Desde o início de fevereiro, o Peate passou a ser realizado ainda durante a internação, antes da alta hospitalar, com resultado e laudo no mesmo dia para bebês com indicadores de risco para deficiência auditiva.
A coordenadora da fonoaudiologia da maternidade do HRG, Maria Paula Toledo, explica que a novidade representa um avanço importante no cuidado neonatal. “O HRG é, historicamente, um dos hospitais que mais realiza partos no DF, com mais de 300 por mês. Antes, realizávamos apenas o teste padrão da orelhinha. Agora, também estamos fazendo o Peate, que é um exame mais detalhado”.
Triagem neonatal
O Peate é um exame complementar ao teste da orelhinha e faz parte da triagem neonatal, que inclui ainda os testes do olhinho, da linguinha, do coraçãozinho e do pezinho. Ele permite avaliar, de forma precoce, a integridade do sistema auditivo.

Segundo a fonoaudióloga do maternidade do HRG, Priscila Oliveira, anteriormente os bebês eram encaminhados para outras unidades de saúde após a alta hospitalar. “Enfrentávamos uma taxa elevada de faltas, principalmente pela dificuldade de deslocamento das mães. Com a realização do exame aqui no HRG, o processo ficou mais ágil e acessível”, explica.
Como é feito
O fluxo começa com o teste da orelhinha. Em caso de falha, é realizado o reteste com o Peate. Para a realização deste exame, é importante que o bebê esteja calmo, preferencialmente dormindo. Eletrodos são colocados na testa, nas bochechas e na nuca, e um dispositivo semelhante a um fone de ouvido é posicionado em cada orelha.

O equipamento emite estímulos sonoros e registra a resposta elétrica do nervo auditivo, identificando qualquer alteração. Persistindo a falha, o recém-nascido é encaminhado para o serviço de saúde auditiva por meio do Sistema de Regulação da Secretaria de Saúde.
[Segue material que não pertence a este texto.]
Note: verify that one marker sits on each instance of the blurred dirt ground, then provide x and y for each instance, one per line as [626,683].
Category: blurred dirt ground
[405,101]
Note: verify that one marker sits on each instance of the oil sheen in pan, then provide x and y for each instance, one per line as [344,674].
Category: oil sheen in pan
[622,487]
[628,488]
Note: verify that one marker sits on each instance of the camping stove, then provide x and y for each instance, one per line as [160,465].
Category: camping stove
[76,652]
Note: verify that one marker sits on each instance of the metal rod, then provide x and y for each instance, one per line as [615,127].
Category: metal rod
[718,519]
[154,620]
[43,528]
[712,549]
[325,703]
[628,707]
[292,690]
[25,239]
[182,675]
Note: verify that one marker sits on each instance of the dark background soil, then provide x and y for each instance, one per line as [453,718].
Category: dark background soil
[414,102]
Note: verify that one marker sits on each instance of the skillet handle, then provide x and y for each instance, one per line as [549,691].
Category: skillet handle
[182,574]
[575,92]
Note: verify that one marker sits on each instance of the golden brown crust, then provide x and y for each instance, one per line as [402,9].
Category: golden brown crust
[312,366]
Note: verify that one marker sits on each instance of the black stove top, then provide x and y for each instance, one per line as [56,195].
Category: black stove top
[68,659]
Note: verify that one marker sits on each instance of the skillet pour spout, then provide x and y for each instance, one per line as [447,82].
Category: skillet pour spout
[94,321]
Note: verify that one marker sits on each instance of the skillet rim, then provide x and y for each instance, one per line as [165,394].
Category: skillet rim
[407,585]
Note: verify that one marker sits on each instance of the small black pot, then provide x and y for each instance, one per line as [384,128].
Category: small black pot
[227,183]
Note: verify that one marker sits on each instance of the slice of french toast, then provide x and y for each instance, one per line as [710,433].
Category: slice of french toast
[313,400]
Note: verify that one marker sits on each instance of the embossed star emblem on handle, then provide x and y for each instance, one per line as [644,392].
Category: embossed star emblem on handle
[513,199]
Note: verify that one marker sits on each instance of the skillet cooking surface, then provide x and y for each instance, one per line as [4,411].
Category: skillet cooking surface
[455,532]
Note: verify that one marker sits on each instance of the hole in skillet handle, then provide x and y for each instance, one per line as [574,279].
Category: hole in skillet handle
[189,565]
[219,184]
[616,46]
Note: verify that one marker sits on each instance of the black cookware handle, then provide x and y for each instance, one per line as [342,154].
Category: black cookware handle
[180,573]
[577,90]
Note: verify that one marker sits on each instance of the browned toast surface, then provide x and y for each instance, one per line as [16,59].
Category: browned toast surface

Entre os bebês atendidos está Maria Hellena Silva, com apenas 4 dias de vida, que realizou o Peate por apresentar indicador de risco. Para a mãe, Tatiara dos Santos, 31 anos, o novo serviço trouxe mais tranquilidade. “Saber que minha filha pôde fazer o exame aqui mesmo, sem precisar ir para outro hospital, foi um alívio. A gente se sente mais segura fazendo tudo ainda na maternidade”, diz.
A chefe do Núcleo de Saúde Funcional do HRG, Kássia Araújo, ressalta que a audição é fundamental para o desenvolvimento da linguagem e da comunicação. “Identificar precocemente possíveis perdas auditivas permite iniciar intervenções no momento certo, aumentando as chances de sucesso antes da fase escolar. A Secretaria de Saúde oferece um fluxo de atendimento para assegurar que as crianças recebam o suporte necessário antes do início da alfabetização”, acrescenta.